Fisheries Production Features
- The species caught: Fish constitute 3/4 of the catch, with the remaining being shellfish. White fish, such as hake and whiting, are particularly valuable.
- By tonnage: Sardines and anchovies are primarily caught for canning, followed by tuna and bonito.
- The main destination for fishing: Human consumption. Most of the catch is sold fresh, although salting, preserves, and freezing are increasing.
- Fishing landed: Experienced high growth until 1976, followed by a decline due to:
- Exhaustion of domestic fisheries
- International constraints on freedom of fishing
- EU quotas
Crisis and Problems of Fisheries
Introduction
- Decrease in workforce
- Decrease in contribution to GDP (0.2% in 2001). However, fishing has an important multiplier effect on related industries such as shipyards, canning factories, ice production, and transport.
- Foreign trade deficit due to high consumption, requiring the import of large quantities of fish.
- Problems: Insufficient resources relative to the fishing capacity of the Spanish fleet.
The Problem of Stocks
- Fisheries: Appropriate locations for setting and pulling nets.
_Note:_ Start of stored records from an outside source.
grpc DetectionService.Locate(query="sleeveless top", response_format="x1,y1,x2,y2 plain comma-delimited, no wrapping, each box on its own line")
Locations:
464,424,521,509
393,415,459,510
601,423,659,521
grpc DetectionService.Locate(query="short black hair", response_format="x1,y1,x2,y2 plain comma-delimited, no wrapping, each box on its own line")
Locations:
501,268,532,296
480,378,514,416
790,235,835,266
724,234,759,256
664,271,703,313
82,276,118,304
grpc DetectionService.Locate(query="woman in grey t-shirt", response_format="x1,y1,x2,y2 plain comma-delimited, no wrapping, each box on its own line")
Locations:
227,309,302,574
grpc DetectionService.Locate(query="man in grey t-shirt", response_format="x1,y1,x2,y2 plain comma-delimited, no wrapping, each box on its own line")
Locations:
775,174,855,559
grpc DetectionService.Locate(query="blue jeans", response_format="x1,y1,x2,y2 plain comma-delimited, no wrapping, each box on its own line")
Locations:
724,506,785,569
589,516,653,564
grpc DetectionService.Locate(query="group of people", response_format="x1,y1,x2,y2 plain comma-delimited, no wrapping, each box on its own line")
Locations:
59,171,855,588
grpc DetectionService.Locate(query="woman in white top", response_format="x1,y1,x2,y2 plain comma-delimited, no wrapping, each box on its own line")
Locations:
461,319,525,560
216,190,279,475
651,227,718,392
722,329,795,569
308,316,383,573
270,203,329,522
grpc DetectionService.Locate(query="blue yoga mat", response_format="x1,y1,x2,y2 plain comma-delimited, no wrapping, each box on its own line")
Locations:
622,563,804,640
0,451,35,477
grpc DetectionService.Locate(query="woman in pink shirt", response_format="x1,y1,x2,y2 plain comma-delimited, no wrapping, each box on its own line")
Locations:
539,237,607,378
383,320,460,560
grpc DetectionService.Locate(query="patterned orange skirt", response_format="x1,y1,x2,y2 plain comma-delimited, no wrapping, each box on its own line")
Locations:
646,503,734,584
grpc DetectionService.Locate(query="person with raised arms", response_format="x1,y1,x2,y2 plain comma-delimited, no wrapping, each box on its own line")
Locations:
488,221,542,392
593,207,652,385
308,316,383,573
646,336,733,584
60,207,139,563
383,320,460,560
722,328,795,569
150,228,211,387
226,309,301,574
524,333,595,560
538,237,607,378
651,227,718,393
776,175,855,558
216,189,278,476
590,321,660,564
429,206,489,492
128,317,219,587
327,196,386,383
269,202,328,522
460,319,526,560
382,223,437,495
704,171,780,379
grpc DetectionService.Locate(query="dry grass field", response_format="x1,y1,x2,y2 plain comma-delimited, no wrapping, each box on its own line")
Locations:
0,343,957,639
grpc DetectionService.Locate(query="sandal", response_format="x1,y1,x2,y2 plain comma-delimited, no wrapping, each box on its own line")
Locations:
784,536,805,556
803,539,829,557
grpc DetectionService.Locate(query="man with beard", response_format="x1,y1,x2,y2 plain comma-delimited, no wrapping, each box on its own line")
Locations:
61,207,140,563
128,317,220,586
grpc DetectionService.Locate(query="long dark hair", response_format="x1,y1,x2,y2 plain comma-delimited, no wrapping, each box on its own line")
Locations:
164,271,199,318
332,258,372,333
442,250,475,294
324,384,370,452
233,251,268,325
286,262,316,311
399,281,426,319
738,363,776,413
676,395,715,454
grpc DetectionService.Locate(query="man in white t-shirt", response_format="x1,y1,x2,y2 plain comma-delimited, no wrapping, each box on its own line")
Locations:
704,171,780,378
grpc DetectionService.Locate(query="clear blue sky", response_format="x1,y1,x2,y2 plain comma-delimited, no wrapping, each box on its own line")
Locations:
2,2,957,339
- National Fisheries: Modest resources due to the small continental shelf, which has undergone massive exploitation by the artisanal fleet.
- Community Fisheries: Subject to quotas set annually by the EU, distributed among vessels authorized by a license to fish.
- International fishing restrictions: Began in 1974, when the free resources of the sea were no longer considered free goods. The extension to a 200-mile exclusive economic zone for fisheries dealt a serious blow to the Spanish fishing fleet, which became dependent on fisheries agreements with other countries.
- The main fishing grounds are outside the Atlantic and Western Indian Oceans. In these waters, a fleet of large vessels remains at sea for days, weeks, or months.
The Structural Problems of Fisheries
- The working population in the fishery was about 6,000 people in 2002 and continues to decline and age.
- The decrease is due to the crisis in fishing, depletion of fisheries, mechanization of labor in large vessels, and reduction of fishing licenses. The Northwest Region (Galicia) is most affected.